Artist’s conception of the new tunable ring laser. [Image: Joshua Mornhinweg]
Nearly 60 years has passed since tunable lasers were invented, but scientists still make tradeoffs between accurate tuning and a broad frequency range. Some of these devices require moving parts, which adds to their cost and complexity. Even tunable semiconductor lasers still force researchers to choose between narrow tuning ranges and unpredictable mode hops.
A team in the United States and Austria has devised a compact multiring semiconductor laser that can tune widely and smoothly (Optica, doi:10.1364/OPTICA.559884 ). Group members say that the chip-sized laser maintains the same output wavelength, without mode hops, even when injected with an input beam of 75 mW.
The ring architecture
The new device contains five ring-shaped quantum cascade lasers (QCLs), each with a different radius between 220 and 260 μm. The five QCLs are not perfect circles, though; each consists of four straight 50-μm sections connected by quarter-circles with varying radii. All rings are connected to the same waveguide.
Each of the rings lases at a distinct frequency and can be tuned over 10 cm–1 or 0.3 THz. The design of the laser ensures that only one wavelength is emitted at a time, which makes it easily scalable and stable across different environments.

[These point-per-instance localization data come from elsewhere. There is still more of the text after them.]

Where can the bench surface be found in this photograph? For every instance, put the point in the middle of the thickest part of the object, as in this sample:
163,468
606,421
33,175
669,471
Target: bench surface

A combination of three of the rings, which can be operated independently, gives the device a tuning range greater than 33 cm–1 or roughly 1 THz without mode hops.
“By adjusting the size of the ring, we can effectively target any line we want and any lasing frequency we want,” said study author Theodore Letsou, Harvard University, USA. “All the light from every single laser gets coupled through the same waveguide and is formed into the same beam. This is quite powerful because we can extend the tuning range of typical semiconductor lasers, and we can target individual wavelengths using a different ring radius.”
Testing the laser
The researchers compared the ring laser’s 8-μm-wavelength output to that of a commercially available external-cavity QCL that can tune over a range of more than 200 cm–1 but suffers from mode hops. Likewise, a commercial distributed-feedback QCL can tune without mode hops, but only over a range of approximately 4 cm–1.
The team concluded that the main difference between its device and the commercially available lasers is the method of light emission.
They found that their laser was able to tune without mode hops and over a greater spectral range than the commercial one. The team concluded that the main difference between its device and the commercially available lasers is the method of light emission—while most compact ring QCLs are surface or substrate emitting, the team’s is facet-emitting. Their ring-array laser can also maintain a stable frequency output over time because of how it can be biased during continuous-wave operation; in contrast, other such lasers show frequency chirping during a pulsed bias.
The new device’s unidirectional mode of operation renders it less sensitive to optical feedback than other kinds of tunable semiconductor lasers, according to the scientists. The researchers hope that the ring-style laser geometry can be incorporated into other types of chip-scale devices such as interband cascade lasers and quantum dot lasers.
Leading the research team were Optica Fellow Federico Capasso of Harvard University, USA, and his frequent collaborator, Benedikt Schwarz of the Vienna University of Technology, Austria. Capasso is one of the coinventors of the QCL in 1994.